No matter how great a vacation is, after a couple of weeks of no exercise and over-eating, a lot of travelers just can't wait to get back into the gym and restore balance to their bodies. With that, frequent travelers shared their several training and dietary strategies to minimally maintain your physique while traveling, or even continue making progress as usual.

When traveling, the biggest dietary problem is regulating the caloric intake every day. Traveling usually coincides with eating a lot, and restaurant food almost always comes with way more calories because of their contents like butter, oils, sugar, and other sources of hidden calories.

The large daily surplus of calories plus reduced exercise is a particularly bad combination for the physiques. It can also be a challenge to keep tabs on where the calories are coming from in terms of protein, carbohydrates, and fats.

Protein is your staple nutrient for maintaining a person's muscle, so one has to make sure getting enough protein every day. A good rule of thumb that most often times applies is to shoot for getting about 1 gram of protein per pound of body weight every day.

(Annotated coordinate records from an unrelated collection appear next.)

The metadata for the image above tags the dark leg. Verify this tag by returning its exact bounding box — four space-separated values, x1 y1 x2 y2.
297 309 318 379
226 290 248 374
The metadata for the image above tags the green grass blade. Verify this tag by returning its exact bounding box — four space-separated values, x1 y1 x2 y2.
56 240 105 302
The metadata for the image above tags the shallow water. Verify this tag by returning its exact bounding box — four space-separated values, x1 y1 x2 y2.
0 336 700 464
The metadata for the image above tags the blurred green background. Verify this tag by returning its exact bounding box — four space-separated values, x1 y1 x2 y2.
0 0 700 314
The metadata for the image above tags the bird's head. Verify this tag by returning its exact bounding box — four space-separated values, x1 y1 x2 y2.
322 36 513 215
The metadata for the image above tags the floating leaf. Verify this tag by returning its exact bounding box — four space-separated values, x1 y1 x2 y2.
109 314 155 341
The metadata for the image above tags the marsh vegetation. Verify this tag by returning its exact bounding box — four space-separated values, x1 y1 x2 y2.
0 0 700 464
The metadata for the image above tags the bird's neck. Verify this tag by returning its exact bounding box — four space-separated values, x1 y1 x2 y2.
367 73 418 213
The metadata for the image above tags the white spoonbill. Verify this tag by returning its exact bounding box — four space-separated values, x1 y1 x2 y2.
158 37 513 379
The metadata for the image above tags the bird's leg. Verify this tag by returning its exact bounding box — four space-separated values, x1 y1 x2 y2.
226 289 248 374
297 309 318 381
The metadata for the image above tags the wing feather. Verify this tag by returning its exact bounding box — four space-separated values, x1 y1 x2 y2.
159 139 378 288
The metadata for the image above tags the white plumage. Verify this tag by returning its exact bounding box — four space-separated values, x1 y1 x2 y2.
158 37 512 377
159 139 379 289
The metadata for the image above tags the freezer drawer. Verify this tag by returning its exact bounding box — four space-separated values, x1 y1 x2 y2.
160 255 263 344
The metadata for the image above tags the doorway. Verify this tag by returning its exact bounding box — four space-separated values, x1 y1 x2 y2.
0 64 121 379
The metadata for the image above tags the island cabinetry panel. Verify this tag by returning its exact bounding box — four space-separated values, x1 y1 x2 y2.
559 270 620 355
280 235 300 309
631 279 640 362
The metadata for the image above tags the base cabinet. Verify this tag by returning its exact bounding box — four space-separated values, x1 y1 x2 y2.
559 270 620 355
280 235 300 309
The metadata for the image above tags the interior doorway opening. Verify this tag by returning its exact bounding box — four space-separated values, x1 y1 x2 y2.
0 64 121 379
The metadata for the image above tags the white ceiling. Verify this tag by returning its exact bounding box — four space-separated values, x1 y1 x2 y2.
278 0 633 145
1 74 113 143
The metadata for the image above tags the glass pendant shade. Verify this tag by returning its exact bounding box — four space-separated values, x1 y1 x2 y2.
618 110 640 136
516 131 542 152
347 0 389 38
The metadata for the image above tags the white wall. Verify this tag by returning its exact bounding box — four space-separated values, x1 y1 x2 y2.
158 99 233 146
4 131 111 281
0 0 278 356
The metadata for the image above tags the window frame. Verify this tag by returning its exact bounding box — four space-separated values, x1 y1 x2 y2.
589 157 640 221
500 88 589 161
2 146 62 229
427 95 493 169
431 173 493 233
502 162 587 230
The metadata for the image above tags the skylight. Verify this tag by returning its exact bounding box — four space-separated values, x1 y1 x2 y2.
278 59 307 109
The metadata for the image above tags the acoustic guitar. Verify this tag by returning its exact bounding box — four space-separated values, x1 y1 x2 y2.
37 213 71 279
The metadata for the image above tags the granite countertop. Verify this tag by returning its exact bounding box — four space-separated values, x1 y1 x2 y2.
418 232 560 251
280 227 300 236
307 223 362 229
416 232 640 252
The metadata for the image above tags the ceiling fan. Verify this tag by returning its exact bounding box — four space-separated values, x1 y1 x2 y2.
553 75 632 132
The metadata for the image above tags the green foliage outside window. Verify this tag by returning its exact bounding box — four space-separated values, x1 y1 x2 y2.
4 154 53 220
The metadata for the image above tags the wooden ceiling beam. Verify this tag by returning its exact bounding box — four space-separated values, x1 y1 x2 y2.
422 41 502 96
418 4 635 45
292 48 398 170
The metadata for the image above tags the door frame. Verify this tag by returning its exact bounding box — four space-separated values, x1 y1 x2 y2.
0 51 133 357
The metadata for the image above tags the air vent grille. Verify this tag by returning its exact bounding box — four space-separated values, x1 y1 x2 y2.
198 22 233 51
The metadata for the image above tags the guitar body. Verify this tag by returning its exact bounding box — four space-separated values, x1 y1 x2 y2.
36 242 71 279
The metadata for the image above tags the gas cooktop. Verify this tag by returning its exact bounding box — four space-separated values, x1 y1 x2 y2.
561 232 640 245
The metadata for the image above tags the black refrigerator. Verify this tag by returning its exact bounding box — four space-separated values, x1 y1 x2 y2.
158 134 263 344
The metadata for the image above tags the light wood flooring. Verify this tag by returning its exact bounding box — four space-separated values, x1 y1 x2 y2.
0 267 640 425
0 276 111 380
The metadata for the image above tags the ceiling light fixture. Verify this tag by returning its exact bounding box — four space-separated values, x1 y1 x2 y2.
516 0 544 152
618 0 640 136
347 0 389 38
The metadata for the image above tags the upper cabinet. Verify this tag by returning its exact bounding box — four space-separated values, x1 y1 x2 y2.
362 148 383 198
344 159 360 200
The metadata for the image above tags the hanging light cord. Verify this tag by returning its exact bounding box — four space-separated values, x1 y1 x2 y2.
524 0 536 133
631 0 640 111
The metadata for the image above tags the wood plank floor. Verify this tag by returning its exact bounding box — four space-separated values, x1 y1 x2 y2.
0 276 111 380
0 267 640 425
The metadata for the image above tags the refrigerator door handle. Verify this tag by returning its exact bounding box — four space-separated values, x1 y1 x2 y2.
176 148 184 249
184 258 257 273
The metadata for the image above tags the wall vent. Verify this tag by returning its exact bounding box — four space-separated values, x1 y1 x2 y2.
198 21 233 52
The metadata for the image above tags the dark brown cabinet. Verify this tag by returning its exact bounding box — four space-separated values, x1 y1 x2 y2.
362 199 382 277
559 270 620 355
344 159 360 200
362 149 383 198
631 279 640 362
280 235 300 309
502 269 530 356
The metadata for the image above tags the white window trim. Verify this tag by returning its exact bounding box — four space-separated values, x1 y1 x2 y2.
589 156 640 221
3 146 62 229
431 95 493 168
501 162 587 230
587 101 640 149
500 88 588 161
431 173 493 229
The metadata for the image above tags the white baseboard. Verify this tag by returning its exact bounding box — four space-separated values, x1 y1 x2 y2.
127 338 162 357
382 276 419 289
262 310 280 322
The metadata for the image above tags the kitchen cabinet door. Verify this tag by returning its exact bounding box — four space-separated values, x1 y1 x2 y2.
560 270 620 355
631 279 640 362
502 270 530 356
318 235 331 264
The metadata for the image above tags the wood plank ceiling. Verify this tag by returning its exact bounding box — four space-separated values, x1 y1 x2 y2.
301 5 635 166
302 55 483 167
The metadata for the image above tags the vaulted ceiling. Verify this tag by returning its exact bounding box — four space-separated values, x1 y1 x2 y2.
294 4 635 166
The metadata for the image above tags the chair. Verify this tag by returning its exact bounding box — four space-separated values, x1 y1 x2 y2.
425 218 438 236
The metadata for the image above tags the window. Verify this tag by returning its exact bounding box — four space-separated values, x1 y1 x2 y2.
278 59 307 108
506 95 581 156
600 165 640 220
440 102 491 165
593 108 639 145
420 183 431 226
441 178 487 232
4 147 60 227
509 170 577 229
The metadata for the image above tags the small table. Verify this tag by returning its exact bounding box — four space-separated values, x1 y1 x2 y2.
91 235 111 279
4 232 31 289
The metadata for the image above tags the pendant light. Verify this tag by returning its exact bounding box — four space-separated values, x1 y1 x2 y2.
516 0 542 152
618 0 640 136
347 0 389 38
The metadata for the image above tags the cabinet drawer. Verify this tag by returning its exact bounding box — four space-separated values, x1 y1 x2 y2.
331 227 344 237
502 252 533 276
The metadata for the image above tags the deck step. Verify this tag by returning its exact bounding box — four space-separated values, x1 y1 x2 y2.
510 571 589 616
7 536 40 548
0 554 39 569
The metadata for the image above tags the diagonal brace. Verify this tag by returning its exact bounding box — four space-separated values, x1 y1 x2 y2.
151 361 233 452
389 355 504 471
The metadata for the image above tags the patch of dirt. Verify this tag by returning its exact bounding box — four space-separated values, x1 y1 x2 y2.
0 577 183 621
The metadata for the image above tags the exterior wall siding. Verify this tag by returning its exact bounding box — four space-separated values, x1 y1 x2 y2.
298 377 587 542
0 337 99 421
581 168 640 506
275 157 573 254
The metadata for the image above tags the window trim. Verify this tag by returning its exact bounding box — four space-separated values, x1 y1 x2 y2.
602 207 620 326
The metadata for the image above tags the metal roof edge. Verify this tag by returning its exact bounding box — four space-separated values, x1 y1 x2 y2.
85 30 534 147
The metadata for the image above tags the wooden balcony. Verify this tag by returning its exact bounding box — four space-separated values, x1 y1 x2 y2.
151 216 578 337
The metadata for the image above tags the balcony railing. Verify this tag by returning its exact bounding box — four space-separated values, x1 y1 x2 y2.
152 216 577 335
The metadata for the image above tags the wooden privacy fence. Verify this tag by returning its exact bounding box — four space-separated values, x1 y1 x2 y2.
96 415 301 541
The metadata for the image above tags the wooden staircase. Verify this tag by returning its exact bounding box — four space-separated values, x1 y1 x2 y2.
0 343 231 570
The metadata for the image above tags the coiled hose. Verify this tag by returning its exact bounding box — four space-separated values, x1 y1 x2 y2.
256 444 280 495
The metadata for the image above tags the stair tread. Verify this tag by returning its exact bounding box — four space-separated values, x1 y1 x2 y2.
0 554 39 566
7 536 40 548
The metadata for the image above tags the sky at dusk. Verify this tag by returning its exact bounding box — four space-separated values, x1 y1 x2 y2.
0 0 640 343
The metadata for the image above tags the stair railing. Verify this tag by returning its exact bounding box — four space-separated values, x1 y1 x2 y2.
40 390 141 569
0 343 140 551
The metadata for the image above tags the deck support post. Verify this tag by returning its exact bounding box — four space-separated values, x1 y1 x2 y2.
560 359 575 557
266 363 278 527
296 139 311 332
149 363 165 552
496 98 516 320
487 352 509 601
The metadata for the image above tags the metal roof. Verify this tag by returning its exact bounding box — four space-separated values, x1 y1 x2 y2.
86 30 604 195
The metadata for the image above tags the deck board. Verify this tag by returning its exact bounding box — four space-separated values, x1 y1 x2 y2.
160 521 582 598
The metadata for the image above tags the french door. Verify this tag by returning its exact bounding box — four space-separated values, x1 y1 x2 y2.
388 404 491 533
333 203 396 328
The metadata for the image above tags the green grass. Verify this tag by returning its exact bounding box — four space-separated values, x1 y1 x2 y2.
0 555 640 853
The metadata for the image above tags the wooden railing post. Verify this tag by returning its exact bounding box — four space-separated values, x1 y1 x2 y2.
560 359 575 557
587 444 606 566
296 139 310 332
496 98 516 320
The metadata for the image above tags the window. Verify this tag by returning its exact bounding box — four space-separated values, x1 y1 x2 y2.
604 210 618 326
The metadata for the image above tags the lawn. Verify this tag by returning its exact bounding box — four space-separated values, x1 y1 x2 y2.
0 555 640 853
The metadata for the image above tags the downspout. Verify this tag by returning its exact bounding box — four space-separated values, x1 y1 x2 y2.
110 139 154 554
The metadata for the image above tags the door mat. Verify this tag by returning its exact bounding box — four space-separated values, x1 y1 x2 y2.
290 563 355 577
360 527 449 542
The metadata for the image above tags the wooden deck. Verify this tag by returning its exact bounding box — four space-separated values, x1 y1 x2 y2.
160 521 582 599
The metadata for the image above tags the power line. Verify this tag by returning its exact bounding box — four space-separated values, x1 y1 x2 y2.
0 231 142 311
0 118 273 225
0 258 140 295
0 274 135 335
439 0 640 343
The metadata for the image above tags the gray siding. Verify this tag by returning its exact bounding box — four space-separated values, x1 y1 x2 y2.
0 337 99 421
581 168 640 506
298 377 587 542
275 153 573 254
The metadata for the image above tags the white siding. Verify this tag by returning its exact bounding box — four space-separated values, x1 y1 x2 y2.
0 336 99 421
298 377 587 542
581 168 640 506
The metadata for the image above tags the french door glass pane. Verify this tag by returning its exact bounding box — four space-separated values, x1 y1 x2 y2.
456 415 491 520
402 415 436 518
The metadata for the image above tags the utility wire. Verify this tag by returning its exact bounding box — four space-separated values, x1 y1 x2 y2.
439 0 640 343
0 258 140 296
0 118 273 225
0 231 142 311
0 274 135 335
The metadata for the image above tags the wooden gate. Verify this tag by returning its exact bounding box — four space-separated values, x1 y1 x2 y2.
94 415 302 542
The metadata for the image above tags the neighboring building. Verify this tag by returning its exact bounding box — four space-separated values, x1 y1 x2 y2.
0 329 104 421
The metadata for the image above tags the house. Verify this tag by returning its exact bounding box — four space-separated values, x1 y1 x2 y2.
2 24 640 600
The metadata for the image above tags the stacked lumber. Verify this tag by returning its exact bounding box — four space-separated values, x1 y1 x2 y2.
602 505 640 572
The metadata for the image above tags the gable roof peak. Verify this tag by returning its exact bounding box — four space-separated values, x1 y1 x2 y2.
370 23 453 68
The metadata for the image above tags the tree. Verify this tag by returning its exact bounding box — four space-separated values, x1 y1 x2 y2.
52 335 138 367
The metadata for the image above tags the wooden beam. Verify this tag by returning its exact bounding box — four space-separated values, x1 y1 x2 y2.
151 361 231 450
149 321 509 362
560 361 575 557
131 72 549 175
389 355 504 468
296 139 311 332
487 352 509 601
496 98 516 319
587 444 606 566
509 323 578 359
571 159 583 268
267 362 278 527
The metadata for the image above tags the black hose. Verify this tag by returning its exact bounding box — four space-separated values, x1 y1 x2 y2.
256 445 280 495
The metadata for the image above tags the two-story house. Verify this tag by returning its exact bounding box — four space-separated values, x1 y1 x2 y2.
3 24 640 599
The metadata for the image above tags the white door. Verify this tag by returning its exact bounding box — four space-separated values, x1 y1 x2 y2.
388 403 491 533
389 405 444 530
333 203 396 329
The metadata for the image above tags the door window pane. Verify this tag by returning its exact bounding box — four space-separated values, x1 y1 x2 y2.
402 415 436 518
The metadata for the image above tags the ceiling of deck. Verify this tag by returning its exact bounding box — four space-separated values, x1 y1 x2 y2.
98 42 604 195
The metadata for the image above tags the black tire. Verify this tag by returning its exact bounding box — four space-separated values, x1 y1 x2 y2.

But the easiest and fastest way to keep track of your intake is a diet app called MyFitnessPal, which will allow busy people to research and track the nutrition data of the food they are eating or thinking about eating throughout the day. This takes the guesswork out and helps them make better choices about what they're eating.

According to Muscle For Life, another style of dieting, getting popular is known as "flexible dieting". It is allegedly very useful when people are traveling. It allows them to keep their daily food intake under control without having the schedule revolve around eating times. However, if they are afraid that reducing meal frequency will impair their metabolism or cause weight gain, it won't. 

On the other hand, when getting workouts while on the road is considered by many people easier than some people think. They even provided several workable options like staying in a hotel near a local gym or even using the hotel gym so they could still stay fit while travelling.  They can also work out in their hotel room.

In addition, they could do a workout before a meal if possible.  As claimed by NCBI, the reason why training before a meal helps us stay on track is it depletes our body's glycogen stores. When this occurs, the body is primed to replenish these stores, and it uses carbohydrate you eat to do this. A person's body will not store carbohydrate as fat until glycogen levels are replenished.

So, as mentioned, staying on track while traveling isn't nearly as hopeless as many people think. Through using these strategies, a lot of people really found out that on vacations for as long as 3 weeks and even a month, they could enjoy large meals every day, and came back at exactly the same weight and conditioning as when they left.